With these characteristics: None
Oleaceae - Olive
Leaves: Opposite; once pinnately compound; 10" to 12" long; deciduous; 7-9 leaflets; leaflets oblong-lanceolate to elliptic, 4" to 6" long, glabrous above and pubescent below, bright green, finely serrate margin, short-stalked; turn bright yellow in fall.
Twigs/buds: Twigs fairly stout; gray to brown; leaf scar half-circular, straight or shallowly notched across the upper edge. Terminal bud rusty brown, conical, hairy; lateral buds smaller.
Flowers/fruit: Flowers dioecious; small and inconspicuous, arranged in clusters; appear in spring as leaves expand. Fruit a samara; 1" to 2-1/2" long, 1/4" wide; paddle-shaped in dense clusters; often clinging to twigs into or throughout the winter; abruptly narrowed wing along the slender seed cavity.
Bark: Ash-gray; sometimes with an orange tinge on younger trees; on older trees furrowed into diamond-shaped areas separated by narrow interlacing ridges; distinctive.
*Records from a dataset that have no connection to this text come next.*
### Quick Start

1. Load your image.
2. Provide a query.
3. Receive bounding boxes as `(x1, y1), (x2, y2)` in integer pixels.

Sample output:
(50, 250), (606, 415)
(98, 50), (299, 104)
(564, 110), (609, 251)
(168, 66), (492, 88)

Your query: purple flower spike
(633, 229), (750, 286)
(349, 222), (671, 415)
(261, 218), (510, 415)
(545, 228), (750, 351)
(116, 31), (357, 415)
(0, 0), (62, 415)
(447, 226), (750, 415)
Wood: Important where native; sapwood white; heartwood light brown; growth rings distinct; ring-porous; rays not distinct; used for handles, tools, containers, furniture, lumber, etc.
General: Native from the Great Plains east, including southern Canada. Prefers moist sites, but fairly drought resistant and tolerant of fairly high soil pH. Intermediate shade tolerance. May be insect and/or disease prone, especially when stressed.
Landscape Use: A tough, durable, large tree used extensively in Utah in landscapes since pioneer times. Also good for windbreaks. Lilac borers can be an especially severe problem that is difficult to treat effectively, though they may be most likely to affect stressed trees. I have seen many old green ashes that show no signs of borers, while a nearby young, vigorous, 30' tall tree might be riddled with borers. Seedless cultivars are available, but they can set large amounts of seed under stressful conditions. Zones 3- 9.
In the last few years an exotic pest, emerald ash borer (EAB), has been making its way across the U.S. So far it has decimated populations of ornamental and native ashes and recently was found to attack fringetree (Chionanthus spp.) as well. So far EAB has not made it to Utah, but it seems likely that it will. So, plant ashes and fringetrees with caution since they may not be around for long. Some have hope that trunk injection of insecticides may work to control the pest.
Cultivars: 'Bailey', 'Bergeson', 'Cardan', Centerpoint™, 'Cimmzam', 'Emerald', 'Fanick', 'Harlequin', 'Honeyshade', 'Jewell', 'Johnson', 'Kankakee', 'Kindred', 'King Richard', 'Lednaw', 'Leeds', 'Marshall's Seedless', 'Patmore', 'Rugby', 'Robinhood', Sherwood Glen™, 'Summit', Urbanite®, 'Wahpeton', 'Wandell'.